Query execution in Athena is asynchronous and requires an S3 bucket to store results. You can replace YOUR_RESULTS_BUCKET with the name of an S3 bucket where you want to store query results. YOUR_S3_DATA_BUCKET is the name of the bucket where Firehose puts your data. createPartition function runs the query to create a partition for the current day by default. It makes ten attempts to fetch the result of the execution and prints the outcome.

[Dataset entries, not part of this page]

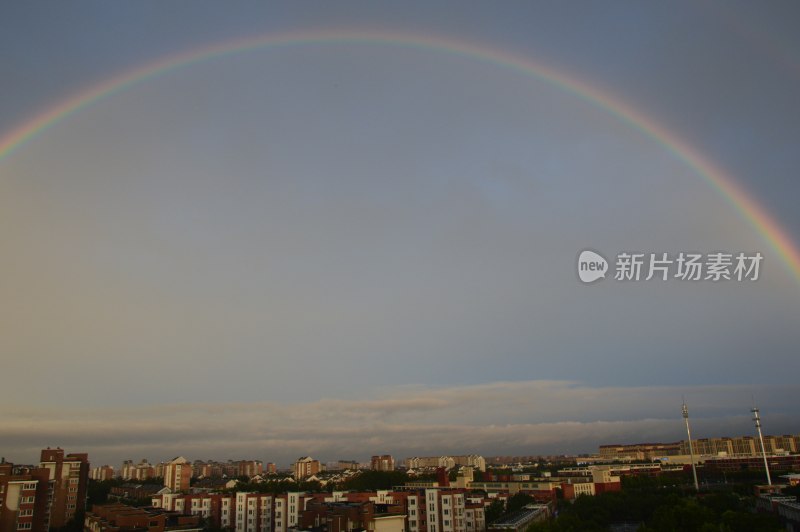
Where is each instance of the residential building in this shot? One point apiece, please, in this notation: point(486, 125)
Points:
point(105, 472)
point(177, 474)
point(122, 518)
point(448, 462)
point(70, 476)
point(305, 467)
point(383, 462)
point(24, 499)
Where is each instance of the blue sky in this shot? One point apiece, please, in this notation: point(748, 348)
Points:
point(343, 249)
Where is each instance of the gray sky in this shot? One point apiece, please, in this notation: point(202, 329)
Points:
point(346, 248)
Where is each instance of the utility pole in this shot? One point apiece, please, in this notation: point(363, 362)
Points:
point(691, 450)
point(757, 420)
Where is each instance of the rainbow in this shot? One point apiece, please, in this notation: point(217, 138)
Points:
point(767, 227)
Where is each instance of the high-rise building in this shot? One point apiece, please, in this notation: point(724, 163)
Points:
point(69, 476)
point(383, 462)
point(105, 472)
point(24, 498)
point(305, 467)
point(177, 474)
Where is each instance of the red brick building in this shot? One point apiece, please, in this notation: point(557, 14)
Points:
point(70, 476)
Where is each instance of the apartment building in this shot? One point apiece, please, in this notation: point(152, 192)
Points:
point(70, 476)
point(105, 472)
point(427, 510)
point(448, 462)
point(24, 499)
point(383, 462)
point(121, 518)
point(177, 474)
point(305, 467)
point(142, 471)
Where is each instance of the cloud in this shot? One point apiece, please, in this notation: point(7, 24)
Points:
point(523, 417)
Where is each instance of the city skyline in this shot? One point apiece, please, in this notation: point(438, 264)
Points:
point(276, 231)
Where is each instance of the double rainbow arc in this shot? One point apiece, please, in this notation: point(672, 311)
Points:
point(768, 228)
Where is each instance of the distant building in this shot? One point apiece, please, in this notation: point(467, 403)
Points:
point(639, 451)
point(725, 446)
point(123, 518)
point(70, 476)
point(305, 467)
point(24, 497)
point(105, 472)
point(383, 462)
point(177, 474)
point(144, 470)
point(448, 462)
point(250, 468)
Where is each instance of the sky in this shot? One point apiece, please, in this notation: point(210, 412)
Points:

The critical part for this to work is to have correct IAM permissions on the Lambda function:

- Effect: Allow
  Action:
  - athena:*
  Resource:
  - "*"
- Effect: Allow
  Action:
    - glue:CreateDatabase
    - glue:DeleteDatabase
    - glue:GetDatabase
    - glue:GetDatabases
    - glue:UpdateDatabase
    - glue:CreateTable
    - glue:DeleteTable
    - glue:BatchDeleteTable
    - glue:UpdateTable
    - glue:GetTable
    - glue:GetTables
    - glue:BatchCreatePartition
    - glue:CreatePartition
    - glue:DeletePartition
    - glue:BatchDeletePartition
    - glue:UpdatePartition
    - glue:GetPartition
    - glue:GetPartitions
    - glue:BatchGetPartition
  Resource:
    - "*"
- Effect: Allow
  Action:
    - s3:GetBucketLocation
    - s3:GetObject
    - s3:ListBucket
    - s3:ListBucketMultipartUploads
    - s3:ListMultipartUploadParts
    - s3:AbortMultipartUpload
    - s3:CreateBucket
    - s3:PutObject
  Resource:
    - arn:aws:s3:::aws-athena-query-results-*
    - arn:aws:s3:::YOUR_RESULTS_BUCKET*
    - arn:aws:s3:::YOUR_S3_DATA_BUCKET*

You can set up the Lambda function to run every night (at 1 am) using CloudWatch Events. For this create a rule with the following cron expression 0 01 * * ? * using AWS Console.